Provisioned throughput: ~$45K/month for 1 model unit (negotiable).

Limits

ResourceLimit
Context windowVaries by model (8K-200K tokens)
Concurrent requestsPer-model, varies
RAG Knowledge bases5 per agent
Fine-tuningNot available for all models (Claude: no fine-tuning)

References

Nuggets & Gotchas

  • Anthropic Claude does NOT support fine-tuning on Bedrock — use prompt engineering and RAG instead: Claude’s training is managed by Anthropic. If you need customization, use RAG (inject context) or prompt engineering. Fine-tuning is available for Llama and Titan only.
  • Bedrock’s data handling varies by provider — Claude’s API does NOT train on your data, but Llama may: Before using Bedrock with sensitive data, verify the model’s data policy. Anthropic has strict data confidentiality. Meta’s models may have different policies.
  • Bedrock Agents are stateless across sessions — you must manage conversation context yourself: If you need multi-turn conversations, store session state (messages array) and pass it on each invoke_agent call.

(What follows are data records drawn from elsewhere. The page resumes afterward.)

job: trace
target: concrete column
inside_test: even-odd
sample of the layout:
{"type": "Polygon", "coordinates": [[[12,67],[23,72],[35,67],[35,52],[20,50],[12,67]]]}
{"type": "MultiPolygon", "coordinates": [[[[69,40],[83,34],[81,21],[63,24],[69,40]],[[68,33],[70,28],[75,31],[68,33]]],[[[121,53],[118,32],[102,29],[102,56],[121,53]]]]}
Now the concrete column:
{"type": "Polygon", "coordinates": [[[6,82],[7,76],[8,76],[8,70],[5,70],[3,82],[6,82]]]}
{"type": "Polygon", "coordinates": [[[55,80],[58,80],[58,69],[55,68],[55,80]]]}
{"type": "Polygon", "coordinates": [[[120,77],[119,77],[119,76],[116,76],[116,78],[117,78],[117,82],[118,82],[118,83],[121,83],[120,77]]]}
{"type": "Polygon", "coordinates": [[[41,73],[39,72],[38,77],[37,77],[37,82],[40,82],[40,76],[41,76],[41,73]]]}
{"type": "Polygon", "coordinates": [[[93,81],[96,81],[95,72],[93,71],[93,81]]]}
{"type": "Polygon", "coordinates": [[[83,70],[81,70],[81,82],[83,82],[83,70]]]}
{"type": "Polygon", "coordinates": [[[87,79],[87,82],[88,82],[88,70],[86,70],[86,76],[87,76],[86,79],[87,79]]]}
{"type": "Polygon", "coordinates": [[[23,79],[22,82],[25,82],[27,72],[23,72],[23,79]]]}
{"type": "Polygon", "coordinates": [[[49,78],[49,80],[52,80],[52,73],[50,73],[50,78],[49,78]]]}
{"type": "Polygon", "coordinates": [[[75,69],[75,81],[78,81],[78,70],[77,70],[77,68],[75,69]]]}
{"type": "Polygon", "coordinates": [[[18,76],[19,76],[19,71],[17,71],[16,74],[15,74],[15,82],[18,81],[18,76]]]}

The agent doesn’t remember previous turns automatically.
  • Provisioned throughput is a MONTHLY commitment — it’s expensive and not refundable: A $45K/month commitment is a significant cost. Start with on-demand (pay per token) and only switch to provisioned when you have predictable, high-volume usage.
  • Bedrock’s Titan Embeddings has a 1,024-token limit — for long documents, chunk before embedding: Split documents into paragraphs or sections (< 512 tokens per chunk) before embedding. Use overlap (50-100 tokens) between chunks to preserve context.